Peu de dirigeants aujourd’hui sont étrangers au concept d’économies d’échelle. Ce principe économique, selon lequel l’achat de matières premières ou de services en plus grandes quantités permet de réaliser des économies par unité, n’est en réalité pas l’apanage des plus grandes entreprises. Ce principe est également au cœur du concept de coopérative : se regrouper pour acheter conjointement et contribuer à la performance de chacun en partageant des outils de production ou en bénéficiant de tarifs plus avantageux. Alors, comment ce principe peut-il être appliqué et utilisé par les clubs ?
Un club professionnel de football ou de rugby s’appuie généralement chaque année sur une soixantaine de fournisseurs différents pour assurer le fonctionnement de ses infrastructures et développer sa performance. Il s’agit souvent de contrats pluriannuels négociés de manière indépendante par les services directement concernés. L’entraîneur choisira entre Deeptimize et StatsPerform la solution la plus adaptée à l’analyse de ses données, tout comme le responsable F&B choisira le traiteur de ses espaces hospitalités. Pourtant, la spécificité des entreprises qui réalisent des économies d’échelle réside souvent dans l’organisation d’une fonction bien particulière : le service achats.
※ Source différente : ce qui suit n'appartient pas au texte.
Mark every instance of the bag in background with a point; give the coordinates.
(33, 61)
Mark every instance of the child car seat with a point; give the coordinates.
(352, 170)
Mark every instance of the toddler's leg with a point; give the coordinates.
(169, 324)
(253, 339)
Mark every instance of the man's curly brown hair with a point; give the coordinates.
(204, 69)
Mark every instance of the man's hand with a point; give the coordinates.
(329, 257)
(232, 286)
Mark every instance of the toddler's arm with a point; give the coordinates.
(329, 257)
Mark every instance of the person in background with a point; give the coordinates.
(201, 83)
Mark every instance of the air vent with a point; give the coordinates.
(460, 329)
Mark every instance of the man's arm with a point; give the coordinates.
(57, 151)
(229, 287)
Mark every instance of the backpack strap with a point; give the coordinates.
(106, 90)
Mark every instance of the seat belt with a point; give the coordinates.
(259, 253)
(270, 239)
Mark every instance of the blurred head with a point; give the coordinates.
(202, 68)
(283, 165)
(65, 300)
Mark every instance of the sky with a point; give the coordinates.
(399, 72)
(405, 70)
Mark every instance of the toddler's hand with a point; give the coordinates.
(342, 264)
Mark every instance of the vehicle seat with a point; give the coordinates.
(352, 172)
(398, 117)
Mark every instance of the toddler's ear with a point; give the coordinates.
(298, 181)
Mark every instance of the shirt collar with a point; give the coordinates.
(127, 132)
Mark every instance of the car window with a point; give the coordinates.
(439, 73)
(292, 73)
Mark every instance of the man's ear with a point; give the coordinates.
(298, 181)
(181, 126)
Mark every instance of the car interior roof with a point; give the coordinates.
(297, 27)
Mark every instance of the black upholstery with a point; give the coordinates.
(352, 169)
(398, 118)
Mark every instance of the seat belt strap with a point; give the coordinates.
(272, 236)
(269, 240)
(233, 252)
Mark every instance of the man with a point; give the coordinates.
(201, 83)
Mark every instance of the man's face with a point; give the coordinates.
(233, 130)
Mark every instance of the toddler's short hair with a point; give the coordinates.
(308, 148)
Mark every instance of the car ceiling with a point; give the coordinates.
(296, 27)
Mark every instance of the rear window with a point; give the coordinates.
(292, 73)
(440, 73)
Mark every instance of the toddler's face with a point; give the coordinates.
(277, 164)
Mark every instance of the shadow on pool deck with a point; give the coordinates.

Aujourd’hui, les clubs font face à plusieurs enjeux dans leur stratégie d’achats :
- La volonté d’obtenir le meilleur prix possible pour une qualité de service répondant à leurs besoins
- La nécessité de trouver des prestataires disposant parfois d’expertises très spécifiques et difficiles à sourcer
- La volonté d’impliquer les acteurs économiques locaux et de privilégier les circuits courts, en cohérence avec une identité territoriale souvent forte
- L’ambition d’améliorer l’impact environnemental du club en réduisant l’empreinte carbone de ses produits, mais aussi en ayant recours à l’économie circulaire
L’ensemble de ces enjeux fait partie du quotidien d’un service achats au sein d’une grande entreprise. Les équipes de ces départements investissent dans l’identification des fournisseurs les plus pertinents et réalisent des études de marché et de concurrence avant de définir le périmètre des appels d’offres qu’elles lancent. L’objectif est d’obtenir le meilleur service au prix le plus avantageux, tout en contribuant à l’ensemble des enjeux évoqués précédemment. Pourtant, rares sont aujourd’hui les clubs à disposer de tels services, en raison d’un manque de ressources, mais aussi du nombre de contrats qu’ils ont à négocier.
De nouvelles structures émergent ainsi pour permettre aux clubs d’externaliser ces fonctions achats, souvent trop importantes pour des PME comme elles, qui ne peuvent supporter de tels coûts fixes. Des prestataires comme BOXtoBOX Conseil offrent aux clubs la possibilité de gérer leur fonction achats de manière indépendante, en se rémunérant sur l’optimisation des contrats renégociés. Cela leur permet de réduire leurs coûts tout en transformant une partie de leurs charges fixes en coûts variables.
Ces entreprises agissent comme de véritables bases de données, connaissant les forces et les faiblesses des différents fournisseurs du secteur et capables d’orienter les clubs vers ceux dont la valeur ajoutée répond le mieux à leurs besoins. Elles sont également en mesure d’explorer l’écosystème des prestataires présents sur le territoire concerné afin de permettre aux clubs de renforcer leur ancrage dans le tissu économique local. Une manière de susciter l’adhésion des entrepreneurs locaux, indispensables à la vie du club à bien des égards.
Mais leur véritable valeur ajoutée réside également dans leur capacité à fonctionner comme des centrales d’achat. En faisant appel à des prestataires similaires pour différents acteurs de l’écosystème — stades, clubs, fédérations, organisateurs d’événements, etc. — elles sont capables de négocier des tarifs avantageux pour leurs clients grâce aux économies d’échelle. Qui a dit qu’il fallait être une grande entreprise pour réaliser des économies d’échelle sur ses achats ?
Au final, les stratégies d’achats contribuent aux trois piliers de la performance : elles renforcent les liens entre les clubs et l’écosystème économique local, contribuant ainsi à leur identité. Elles permettent de réduire les coûts de fonctionnement au quotidien, contribuant à la performance financière et, par conséquent, à l’augmentation des liquidités disponibles pour investir dans la performance sportive. Un investissement dans les achats qui semble donc être une excellente opportunité pour le développement global de l’entreprise.